A I believe where he is right now on medication, yes.
However, the county attorney then reframed the question, and the
following exchanges occurred:
Q Do you believe that [Hetzel] is currently capable of making informed decisions about medical needs, including his ability to continue taking medication?
10 A No.
Q Why not?
A I do not believe that he thinks the medication is necessary. He thinks that it has caused him to have hallucinations, rather than it aiding in stabilizing the symptoms. And so I think he has no insight into how the medication is keeping him stable and doing well and remaining out of the hospital.
Q Do you believe that that is a result of his mental illness?
A Yes.
¶ 21 That testimony — along with the psychologist’s testimony
about the decompensation that Hetzel would experience if he stops
taking his medication — sufficiently supports the magistrate’s
finding that Hetzel is gravely disabled. See Ramsey, ¶ 23; Pflugbeil,
834 P.2d at 846-47. The testimony establishes that Hetzel
continuing to take his medication is an “essential need[]” for him to
avoid “significant psychiatric deterioration.” Therefore, the record
supports the magistrate’s findings that Hetzel is incapable of
making an informed decision about taking his medication, and that
he is therefore gravely disabled.
¶ 22 Hetzel argues that the State’s position is that he will “become
gravely disabled” if he stops taking his medication, but the
11 determination of grave disability “must be based on [his] existing
condition, not prospective.” But that argument focuses too
narrowly on the question of whether Hetzel is currently “providing
for” his essential needs; it ignores the alternative basis for a finding
of grave disability because Hetzel is “incapable of making informed
decisions about” his essential needs. § 27-65-102(17). Likewise,
under the second sentence of section 27-65-102(17), a person need
not have already experienced “significant psychiatric deterioration”
to be gravely disabled; instead, a person need only be “at risk of”
significant psychiatric deterioration based on his inability to make
informed decisions about his essential needs.
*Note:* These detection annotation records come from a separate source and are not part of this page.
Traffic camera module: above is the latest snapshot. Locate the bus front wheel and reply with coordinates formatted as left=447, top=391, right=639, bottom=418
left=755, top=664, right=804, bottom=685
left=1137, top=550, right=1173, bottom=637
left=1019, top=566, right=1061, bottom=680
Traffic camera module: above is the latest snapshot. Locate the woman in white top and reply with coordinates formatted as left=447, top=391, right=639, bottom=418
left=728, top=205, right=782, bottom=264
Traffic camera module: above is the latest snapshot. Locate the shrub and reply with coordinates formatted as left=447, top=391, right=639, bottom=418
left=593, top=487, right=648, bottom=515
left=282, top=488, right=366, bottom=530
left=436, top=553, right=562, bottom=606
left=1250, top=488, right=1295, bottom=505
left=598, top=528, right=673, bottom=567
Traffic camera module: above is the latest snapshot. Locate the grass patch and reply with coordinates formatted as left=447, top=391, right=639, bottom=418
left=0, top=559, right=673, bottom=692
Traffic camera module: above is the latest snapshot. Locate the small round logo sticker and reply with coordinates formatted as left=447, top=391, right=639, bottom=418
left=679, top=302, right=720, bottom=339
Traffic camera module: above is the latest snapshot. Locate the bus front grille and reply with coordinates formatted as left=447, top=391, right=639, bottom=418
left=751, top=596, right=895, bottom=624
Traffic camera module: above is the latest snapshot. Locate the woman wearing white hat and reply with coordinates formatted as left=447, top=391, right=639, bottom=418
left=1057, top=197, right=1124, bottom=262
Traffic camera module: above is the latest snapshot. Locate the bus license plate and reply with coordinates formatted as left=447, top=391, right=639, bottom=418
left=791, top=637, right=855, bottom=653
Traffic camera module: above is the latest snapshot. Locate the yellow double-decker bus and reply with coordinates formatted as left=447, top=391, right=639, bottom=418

¶ 23 Hetzel also argues that the issue of whether he will take his
medication solely pertains to the “voluntary treatment” provision in
section 27-65-110(1)(b), and that it cannot be considered for
purposes of determining whether he is gravely disabled under
section 27-65-110(1)(a). We disagree. As applicable here, section
27-65-110(1)(b) simply clarifies that a certification can be extended,
even if the respondent has accepted voluntary treatment, “if
reasonable grounds exist to believe that the respondent will not
remain in a voluntary treatment program.” But the question of
12 whether a patient will remain in a voluntary treatment program
under section 27-65-110(1)(b) is not entirely distinct from the
question of whether he is capable of making informed decisions
about his essential needs. That there may be overlap between the
provisions as applied in this case is not problematic. See People v.
Market, 2020 COA 90, ¶ 18 (“When it appears that two statutes
conflict, we strive to ‘construe the statutes in harmony [to] give
effect to each.’” (quoting DeCordova v. State, 878 P.2d 73, 75 (Colo.
App. 1994))); see also Larson v. Sinclair Transp. Co., 2012 CO 36,
¶ 71 n.7 (Hobbs, J., dissenting) (“The fact that overlapping
condemnation statutes exist does not render any of the overlapping
statutes superfluous or command any particular interpretation.”);
Avery v. State, 359 S.W.3d 230, 236 (Tex. Crim. App. 2012) (“When
statutory provisions overlap . . ., there is no inherent reason to infer
that the Legislature intended them to be mutually exclusive.”).
IV. Disposition
¶ 24 The order is affirmed.
JUDGE J. JONES and JUDGE GROVE concur.